Eles subiram numa colina na qual duzentos cavaleiros franceses e ingleses se espalhavam em pouco mais de quatrocentos metros. Adiante, Manoela em ruínas parecia deserta, bem como o barranco do rio salpicado de árvores.
— Isso não está me cheirando bem! — Phin exclamou, ecoando os pensamentos de Sullivan.
— Siga pelo flanco direito — Bram ordenou a Phin, subitamente sério ao sinalizar aos seus homens que tomassem o lado esquerdo.
Espalhados como estavam, as manobras de flanqueamento somente serviam para proteger a retaguarda. Gesticulando, Sullivan ordenou aos seus homens que continuassem pelo meio atrás do general.
— Idiota... — murmurou, pensando que pelo menos daquela vez o oficial não tinha parado para ajustar os estribos como um mês antes em Coruña. Entretanto, a insanidade presente não parecia um progresso muito considerável.
Os dragões franceses diminuíram o ritmo ao chegarem ao limite da vila. Sullivan levantou a pistola, acelerando enquanto Slade parava.
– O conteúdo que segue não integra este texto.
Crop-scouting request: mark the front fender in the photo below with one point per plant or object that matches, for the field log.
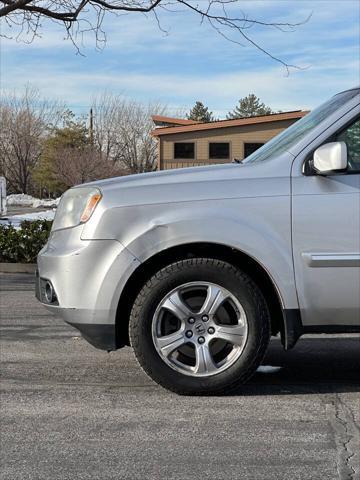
(259, 227)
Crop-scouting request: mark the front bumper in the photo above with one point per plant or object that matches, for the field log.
(88, 277)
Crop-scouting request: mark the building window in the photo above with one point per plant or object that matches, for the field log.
(219, 150)
(250, 148)
(184, 150)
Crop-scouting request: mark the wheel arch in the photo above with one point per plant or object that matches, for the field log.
(201, 249)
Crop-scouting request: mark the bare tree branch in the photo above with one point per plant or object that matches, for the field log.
(88, 15)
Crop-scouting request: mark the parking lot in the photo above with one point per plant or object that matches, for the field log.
(69, 411)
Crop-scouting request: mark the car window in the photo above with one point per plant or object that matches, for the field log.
(351, 136)
(294, 134)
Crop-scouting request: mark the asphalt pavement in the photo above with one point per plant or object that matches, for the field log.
(69, 411)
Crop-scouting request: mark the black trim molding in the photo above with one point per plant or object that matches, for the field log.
(293, 328)
(98, 335)
(332, 329)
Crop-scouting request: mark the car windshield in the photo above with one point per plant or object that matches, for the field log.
(298, 130)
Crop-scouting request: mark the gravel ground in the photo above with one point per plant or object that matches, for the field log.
(69, 411)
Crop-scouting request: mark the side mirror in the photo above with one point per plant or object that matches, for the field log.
(330, 158)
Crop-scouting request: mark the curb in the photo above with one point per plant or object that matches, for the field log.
(18, 268)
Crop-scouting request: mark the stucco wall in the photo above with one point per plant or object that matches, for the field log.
(236, 136)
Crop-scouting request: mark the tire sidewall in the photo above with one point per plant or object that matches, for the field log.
(191, 271)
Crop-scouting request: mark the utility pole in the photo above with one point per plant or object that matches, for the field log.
(91, 127)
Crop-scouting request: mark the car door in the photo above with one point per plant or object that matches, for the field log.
(326, 239)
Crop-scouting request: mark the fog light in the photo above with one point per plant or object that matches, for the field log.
(49, 293)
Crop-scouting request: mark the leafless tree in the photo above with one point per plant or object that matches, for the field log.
(74, 166)
(122, 132)
(80, 16)
(25, 120)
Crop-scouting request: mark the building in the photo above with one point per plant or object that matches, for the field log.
(185, 143)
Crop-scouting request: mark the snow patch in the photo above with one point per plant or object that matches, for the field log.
(24, 200)
(20, 200)
(15, 220)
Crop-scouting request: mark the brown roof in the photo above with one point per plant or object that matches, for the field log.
(174, 121)
(274, 117)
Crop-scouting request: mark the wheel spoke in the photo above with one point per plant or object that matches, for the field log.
(231, 333)
(177, 306)
(169, 343)
(204, 360)
(214, 298)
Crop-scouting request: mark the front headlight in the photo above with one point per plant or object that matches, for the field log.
(76, 207)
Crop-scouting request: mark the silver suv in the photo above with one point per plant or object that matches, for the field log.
(197, 268)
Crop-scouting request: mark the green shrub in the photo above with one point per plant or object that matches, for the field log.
(22, 245)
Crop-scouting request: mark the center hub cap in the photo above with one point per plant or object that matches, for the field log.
(200, 329)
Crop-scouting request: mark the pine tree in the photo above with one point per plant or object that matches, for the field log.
(200, 113)
(248, 107)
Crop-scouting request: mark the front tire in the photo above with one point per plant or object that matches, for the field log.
(200, 326)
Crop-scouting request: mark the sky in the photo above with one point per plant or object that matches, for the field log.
(187, 60)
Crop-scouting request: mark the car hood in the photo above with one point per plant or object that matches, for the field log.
(196, 183)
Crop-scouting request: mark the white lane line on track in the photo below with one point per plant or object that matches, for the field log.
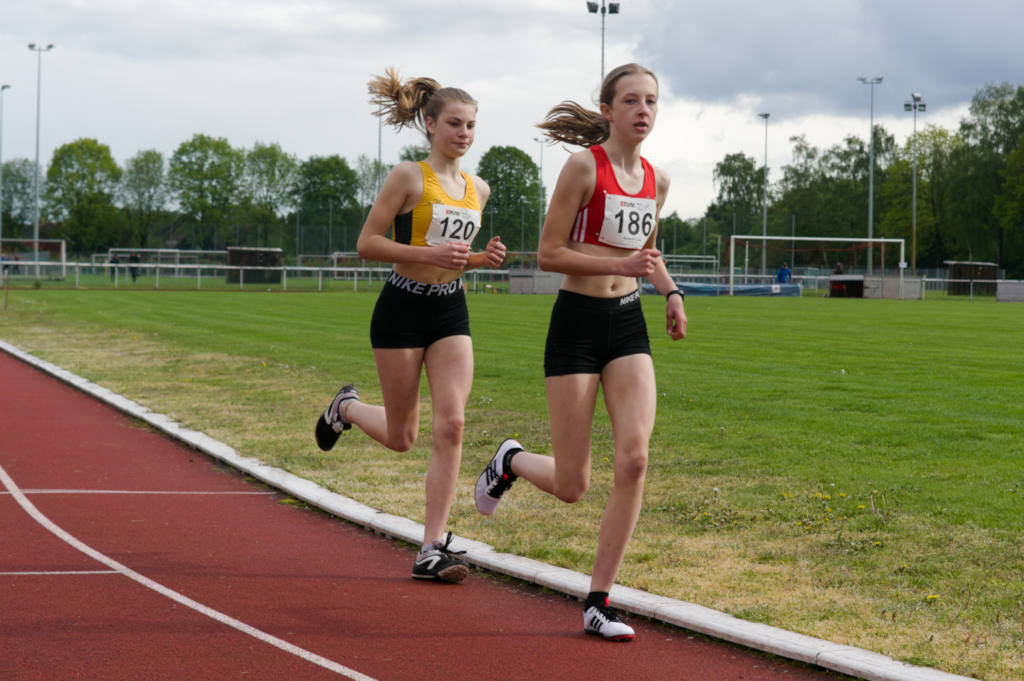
(59, 572)
(38, 516)
(144, 492)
O tolo provavelmente estava surpreso pela perseguição ter chegado ao fim.
— Arretêz! — ele gritou, focando a atenção nos oficiais de verde.
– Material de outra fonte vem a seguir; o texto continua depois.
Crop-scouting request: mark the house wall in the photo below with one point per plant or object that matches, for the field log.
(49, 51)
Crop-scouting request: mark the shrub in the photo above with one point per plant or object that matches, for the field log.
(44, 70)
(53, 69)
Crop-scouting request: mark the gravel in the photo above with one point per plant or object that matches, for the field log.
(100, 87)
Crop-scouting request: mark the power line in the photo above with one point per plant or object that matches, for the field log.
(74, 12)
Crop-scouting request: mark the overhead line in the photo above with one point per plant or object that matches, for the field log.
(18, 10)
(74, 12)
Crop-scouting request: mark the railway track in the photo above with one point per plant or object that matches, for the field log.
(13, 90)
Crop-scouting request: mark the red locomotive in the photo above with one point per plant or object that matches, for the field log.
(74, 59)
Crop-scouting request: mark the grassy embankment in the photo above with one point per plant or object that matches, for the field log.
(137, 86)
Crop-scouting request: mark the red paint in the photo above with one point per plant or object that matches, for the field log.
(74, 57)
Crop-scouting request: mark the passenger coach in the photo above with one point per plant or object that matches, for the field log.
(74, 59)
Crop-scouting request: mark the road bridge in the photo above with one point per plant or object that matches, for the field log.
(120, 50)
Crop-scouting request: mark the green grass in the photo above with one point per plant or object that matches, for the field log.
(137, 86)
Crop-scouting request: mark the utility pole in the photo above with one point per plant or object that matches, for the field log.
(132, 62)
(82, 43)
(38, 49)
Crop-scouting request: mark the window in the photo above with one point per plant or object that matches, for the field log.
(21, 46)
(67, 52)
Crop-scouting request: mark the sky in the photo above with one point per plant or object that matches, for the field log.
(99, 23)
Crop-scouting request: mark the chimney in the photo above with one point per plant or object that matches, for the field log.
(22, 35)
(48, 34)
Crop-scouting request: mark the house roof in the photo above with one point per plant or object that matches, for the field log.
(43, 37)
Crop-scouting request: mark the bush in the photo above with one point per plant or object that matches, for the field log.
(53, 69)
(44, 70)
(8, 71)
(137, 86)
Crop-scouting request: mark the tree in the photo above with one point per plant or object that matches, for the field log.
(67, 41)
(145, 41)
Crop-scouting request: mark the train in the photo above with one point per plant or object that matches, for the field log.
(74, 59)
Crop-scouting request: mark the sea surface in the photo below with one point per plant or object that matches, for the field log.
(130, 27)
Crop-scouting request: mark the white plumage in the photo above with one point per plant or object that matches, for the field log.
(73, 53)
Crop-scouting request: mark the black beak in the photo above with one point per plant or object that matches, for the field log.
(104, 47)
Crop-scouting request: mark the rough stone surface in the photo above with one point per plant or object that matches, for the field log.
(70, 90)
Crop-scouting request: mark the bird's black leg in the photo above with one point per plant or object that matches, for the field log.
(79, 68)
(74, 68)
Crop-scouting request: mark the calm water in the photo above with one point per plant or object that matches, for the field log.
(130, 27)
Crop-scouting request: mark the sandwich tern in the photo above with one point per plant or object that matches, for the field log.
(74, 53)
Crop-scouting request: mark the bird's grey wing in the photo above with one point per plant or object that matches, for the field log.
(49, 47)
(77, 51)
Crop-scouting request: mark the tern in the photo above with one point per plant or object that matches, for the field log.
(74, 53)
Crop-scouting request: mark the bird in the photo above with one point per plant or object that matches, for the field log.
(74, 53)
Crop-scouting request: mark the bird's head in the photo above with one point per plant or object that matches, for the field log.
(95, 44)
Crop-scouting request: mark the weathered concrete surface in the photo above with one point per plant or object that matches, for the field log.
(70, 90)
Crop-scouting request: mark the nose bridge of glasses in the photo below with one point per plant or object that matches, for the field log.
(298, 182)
Ao mesmo tempo, Sullivan ouviu o grito de Phin:
— Retroceder! Retroceder!
Sullivan olhou para o lado na mesma hora em que uma bala de rifle quase o atingiu na cabeça. Lançando-se a partir da margem do rio, um regimento quase completo de uniformes verdes começou a atirar na cavalaria inglesa. A décima sétima francesa os estava esperando...
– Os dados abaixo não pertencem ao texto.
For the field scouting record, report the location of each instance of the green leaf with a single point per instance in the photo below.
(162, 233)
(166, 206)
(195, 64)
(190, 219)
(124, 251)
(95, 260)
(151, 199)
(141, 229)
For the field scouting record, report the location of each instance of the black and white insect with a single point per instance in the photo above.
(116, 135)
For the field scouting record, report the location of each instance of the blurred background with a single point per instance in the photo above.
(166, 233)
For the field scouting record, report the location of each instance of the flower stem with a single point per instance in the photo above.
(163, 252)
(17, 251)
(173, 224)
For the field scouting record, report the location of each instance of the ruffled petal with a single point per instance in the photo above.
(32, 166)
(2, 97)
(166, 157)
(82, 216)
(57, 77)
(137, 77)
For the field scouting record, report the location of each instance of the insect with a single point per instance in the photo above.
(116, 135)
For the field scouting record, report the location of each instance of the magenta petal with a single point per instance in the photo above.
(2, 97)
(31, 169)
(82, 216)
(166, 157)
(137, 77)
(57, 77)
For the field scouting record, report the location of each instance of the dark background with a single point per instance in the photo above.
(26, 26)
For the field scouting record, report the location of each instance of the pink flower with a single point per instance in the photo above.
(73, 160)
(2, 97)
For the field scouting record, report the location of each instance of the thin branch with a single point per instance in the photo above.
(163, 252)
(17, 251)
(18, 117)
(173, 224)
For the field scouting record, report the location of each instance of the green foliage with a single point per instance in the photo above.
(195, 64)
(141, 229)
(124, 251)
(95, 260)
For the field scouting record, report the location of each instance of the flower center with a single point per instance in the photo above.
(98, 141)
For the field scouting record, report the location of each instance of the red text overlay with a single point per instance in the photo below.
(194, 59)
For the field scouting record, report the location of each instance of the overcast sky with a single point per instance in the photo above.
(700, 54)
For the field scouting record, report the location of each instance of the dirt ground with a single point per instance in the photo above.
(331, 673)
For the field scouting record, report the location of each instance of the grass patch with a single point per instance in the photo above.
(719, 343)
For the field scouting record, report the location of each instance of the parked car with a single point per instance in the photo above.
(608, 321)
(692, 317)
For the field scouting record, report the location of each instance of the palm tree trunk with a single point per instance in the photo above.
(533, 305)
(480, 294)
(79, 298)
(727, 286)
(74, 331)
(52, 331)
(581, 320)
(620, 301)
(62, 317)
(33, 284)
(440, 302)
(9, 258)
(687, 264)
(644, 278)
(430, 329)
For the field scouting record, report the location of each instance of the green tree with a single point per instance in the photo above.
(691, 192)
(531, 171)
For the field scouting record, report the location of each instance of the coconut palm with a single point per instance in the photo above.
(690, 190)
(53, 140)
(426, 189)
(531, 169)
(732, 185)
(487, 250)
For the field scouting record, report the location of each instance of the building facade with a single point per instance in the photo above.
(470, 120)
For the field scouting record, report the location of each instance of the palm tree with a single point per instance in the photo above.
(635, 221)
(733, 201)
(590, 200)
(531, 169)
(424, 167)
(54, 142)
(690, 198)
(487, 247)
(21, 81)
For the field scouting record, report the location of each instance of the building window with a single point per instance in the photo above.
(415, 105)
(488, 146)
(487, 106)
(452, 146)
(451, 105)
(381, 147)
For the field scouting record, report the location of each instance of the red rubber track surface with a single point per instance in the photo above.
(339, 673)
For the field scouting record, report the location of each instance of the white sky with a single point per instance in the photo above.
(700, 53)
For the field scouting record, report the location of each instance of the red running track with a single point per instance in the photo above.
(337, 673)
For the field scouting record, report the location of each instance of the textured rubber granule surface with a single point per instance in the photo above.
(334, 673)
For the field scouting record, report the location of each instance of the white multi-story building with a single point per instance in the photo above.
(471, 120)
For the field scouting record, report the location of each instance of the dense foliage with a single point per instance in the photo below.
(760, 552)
— Fogo! — Ele mirou para além dos dragões de Phin, que evacuavam, e atirou. Um dos franceses caiu, mas ele mal teve tempo de notar. O flanco direito formado por cerca de duzentos dragões do primeiro regimento estava se desintegrando.
Virou Salty e viu que a maior parte do flanco esquerdo corria na direção que tinham acabado de vir. Bram comandava sua montaria contra o fluxo, reaproximando-se.
— Sabia que tinha de ter ficado na cama hoje... — O segundo filho do duque de Levonzy arfava, guardando a pistola na cintura e desembainhando a espada.
— Quem sabe não encontramos seu chapéu no caminho de volta? — Sullivan resmungou. Um dos franceses já no solo tentava segurar as rédeas de Salty, mas ele o chutou no rosto. — Onde está Phin?
Virando-se novamente, viu o irmão mais novo do visconde Quence. O capitão estava caído, com metade do cavalo sobre ele enquanto os franceses estavam prestes a alcançá-lo.
Sem pensar, Sullivan incitou Salty, que galopou diante da linha do inimigo. Ele brandiu o sabre, sentindo o tranco quando a lâmina atingiu os soldados.
— Phin!
Phineas Bromley conseguiu se levantar a tempo de pegar a mão estendida de Sullivan, que tirando o pé do estribo, ofereceu o apoio necessário para o companheiro subir atrás de si. Salty oscilou um pouco até se acostumar à carga extra, mas logo prosseguiram na direção que tinham vindo.
Bram flanqueava-os e proferia obscenidades em francês conforme o general passava por eles urrando:
— Cinquenta libras para o homem que ficar e lutar!
— Otário... — Bram resmungou.
— Obrigado, Sully! — Phin gritou em seu ouvido.
— Não foi nada. Minha mãe quer pintar seu retrato, lembra- se? Você não pode morrer antes que ela o imortalize.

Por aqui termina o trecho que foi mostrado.